Prosecutors charged Terry W. Love Jr., a nine-year veteran of the Baltimore Police Department, and Deputy Sheriff Michael Herring with second-degree assault, which carries a maximum penalty of 10 years in prison, as well as reckless endangerment and use of a deadly weapon with intent to injure. The incident occurred outside of the Detailer Barber Shop on York Road, a block from the Senator Theatre.

The charges were filed Friday, nearly a full year after the Sept. 8, 2007, incident - just before the one-year statute of limitations for misdemeanors was set to expire.

Charges against a third person were dropped last year. But family of victim Andre Thomas, 43, who is in jail on an assault charge, said they were relieved that prosecutors have continued to pursue the case.

"It does my heart well," said brother Tyrone Thomas, a pastor at the Charity Community Church of God. "My brother didn't put his hands on anybody, and they beat him literally until he was unconscious. He could have died, and they went on with their life as usual. They're supposed to uphold the law."

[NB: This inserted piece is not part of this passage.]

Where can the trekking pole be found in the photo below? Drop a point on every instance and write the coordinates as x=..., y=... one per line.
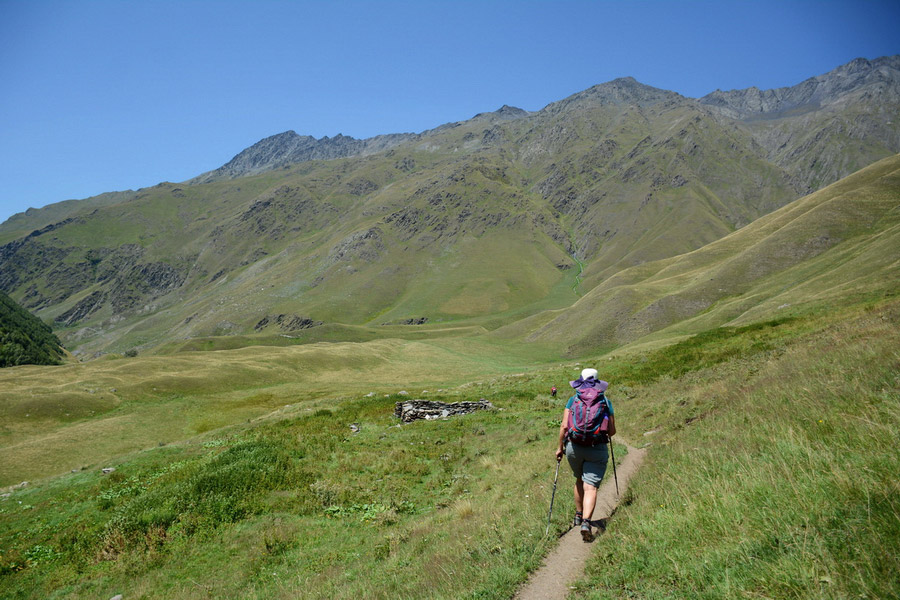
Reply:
x=555, y=477
x=615, y=476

Sterling Clifford, a police spokesman, said Love had been suspended with pay and placed on administrative duties since the incident. With the criminal charges, he has now been suspended without pay and his police powers have been removed, Clifford said. He declined to comment on the charges, as did police union President Paul M. Blair Jr.

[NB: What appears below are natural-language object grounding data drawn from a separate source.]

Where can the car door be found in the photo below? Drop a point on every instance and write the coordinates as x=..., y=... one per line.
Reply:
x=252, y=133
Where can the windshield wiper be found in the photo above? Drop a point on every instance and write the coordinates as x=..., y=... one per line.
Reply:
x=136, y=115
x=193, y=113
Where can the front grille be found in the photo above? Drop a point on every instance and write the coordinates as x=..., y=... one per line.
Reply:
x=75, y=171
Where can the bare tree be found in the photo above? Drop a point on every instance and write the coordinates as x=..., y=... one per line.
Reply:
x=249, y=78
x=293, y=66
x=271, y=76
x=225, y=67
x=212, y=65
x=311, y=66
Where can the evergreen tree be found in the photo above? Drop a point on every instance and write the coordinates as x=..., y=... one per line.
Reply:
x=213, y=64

"Officers are presumed innocent, just like anybody else," Blair said.

Baltimore County Sheriff R. Jay Fisher did not respond to a request for comment about Herring's status. Neither Herring, 36, nor Love, 31, could be reached.

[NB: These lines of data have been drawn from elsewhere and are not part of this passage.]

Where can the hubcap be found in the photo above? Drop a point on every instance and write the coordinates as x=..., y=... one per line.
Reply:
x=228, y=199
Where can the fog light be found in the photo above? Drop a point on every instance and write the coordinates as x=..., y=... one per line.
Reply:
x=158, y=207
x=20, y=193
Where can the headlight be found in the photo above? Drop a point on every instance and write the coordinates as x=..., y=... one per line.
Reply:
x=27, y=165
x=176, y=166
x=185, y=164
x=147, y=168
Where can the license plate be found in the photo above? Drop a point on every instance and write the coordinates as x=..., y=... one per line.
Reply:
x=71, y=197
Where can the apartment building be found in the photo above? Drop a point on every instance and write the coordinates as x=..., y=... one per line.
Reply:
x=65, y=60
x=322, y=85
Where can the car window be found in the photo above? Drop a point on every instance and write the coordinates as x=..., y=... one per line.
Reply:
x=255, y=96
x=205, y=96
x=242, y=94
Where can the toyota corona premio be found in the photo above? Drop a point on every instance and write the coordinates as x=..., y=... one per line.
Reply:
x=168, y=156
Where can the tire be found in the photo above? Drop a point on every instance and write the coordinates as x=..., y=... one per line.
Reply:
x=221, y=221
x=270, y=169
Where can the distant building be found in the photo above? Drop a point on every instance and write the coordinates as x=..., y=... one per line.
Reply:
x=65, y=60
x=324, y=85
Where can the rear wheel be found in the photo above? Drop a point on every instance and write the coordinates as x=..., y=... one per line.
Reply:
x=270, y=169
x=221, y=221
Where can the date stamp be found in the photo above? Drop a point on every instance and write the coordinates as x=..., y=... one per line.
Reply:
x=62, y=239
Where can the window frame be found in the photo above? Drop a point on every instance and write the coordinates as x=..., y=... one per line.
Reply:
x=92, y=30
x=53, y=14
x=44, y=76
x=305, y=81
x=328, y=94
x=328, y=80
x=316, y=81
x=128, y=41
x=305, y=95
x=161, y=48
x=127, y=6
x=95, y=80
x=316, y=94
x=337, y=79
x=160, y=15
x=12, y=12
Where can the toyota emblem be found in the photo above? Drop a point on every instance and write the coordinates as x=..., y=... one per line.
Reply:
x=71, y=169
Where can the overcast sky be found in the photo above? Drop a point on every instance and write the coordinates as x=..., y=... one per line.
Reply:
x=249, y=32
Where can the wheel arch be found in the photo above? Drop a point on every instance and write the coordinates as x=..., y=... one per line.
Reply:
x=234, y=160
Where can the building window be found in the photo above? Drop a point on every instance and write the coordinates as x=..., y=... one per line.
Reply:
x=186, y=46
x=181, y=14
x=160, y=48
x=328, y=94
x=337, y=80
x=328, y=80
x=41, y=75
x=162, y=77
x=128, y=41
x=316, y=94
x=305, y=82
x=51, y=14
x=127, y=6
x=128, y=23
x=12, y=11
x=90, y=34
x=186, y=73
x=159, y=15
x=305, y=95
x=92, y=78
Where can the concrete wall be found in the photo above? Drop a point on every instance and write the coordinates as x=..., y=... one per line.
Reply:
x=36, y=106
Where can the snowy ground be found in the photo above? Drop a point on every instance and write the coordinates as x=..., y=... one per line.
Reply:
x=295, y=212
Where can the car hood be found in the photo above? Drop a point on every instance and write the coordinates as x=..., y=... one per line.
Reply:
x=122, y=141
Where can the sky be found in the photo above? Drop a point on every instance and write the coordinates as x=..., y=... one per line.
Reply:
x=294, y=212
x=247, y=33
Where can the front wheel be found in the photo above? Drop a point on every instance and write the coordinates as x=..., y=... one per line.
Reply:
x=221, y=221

The officers are not the first to be charged in connection with the attack. Bernard Dutton, 34, a barber at Detailer, was charged the day of the incident with first-degree assault and "conspiring with an unknown person" to assault Thomas. But those charges were dropped three months later.

Thomas' brothers said that before the incident, they would get their hair cut weekly at the barbershop. According to court records from that case, Thomas went into the barbershop looking for one of his brothers and began arguing with Dutton. Thomas left the barbershop and was walking north on York Road when three men began kicking and punching him, the records say.

Another brother, Patrick Thomas, told The Baltimore Sun that Andre Thomas was first struck and knocked to the ground with a kick to the back. Court records show Andre Thomas told police that Dutton was wearing brass knuckles and that another one of the suspects was wearing a black and yellow "sheriff shirt."

In a brief interview, Dutton accused Andre Thomas of filing a "falsified police report" and said that Thomas had been "apprehended" by the officers. Later asked to clarify, he said his lawyer had instructed him not to talk about the incident.

Love's father, Terry W. Love, has been a Baltimore police officer since 1983 and has worked in the department's intelligence section. Court records indicate that last year the father and son both worked on an investigation of a homicide that occurred on The Block.

Terry Love Jr.'s suspension was mentioned in an unrelated nine-count complaint filed in February with the Equal Employment Opportunity Commission, in which Sgt. Kelvin Sewell wrote that he and Love had been subjected to unusual treatment after Love was transferred to his homicide squad in 2007.

He wrote that Love had been suspended in September 2007 "for an incident that took place off-duty."

"I was advised ... that Detective Love cannot work on any homicide investigations in or outside the office, and he is not allowed to operate any departmental vehicles while suspended," Sewell wrote. "It was explained to me that, by Detective Love working on these homicide cases, he could compromise the investigation because he's suspended."

Sewell is listed as a police witness in the assault case filed Friday.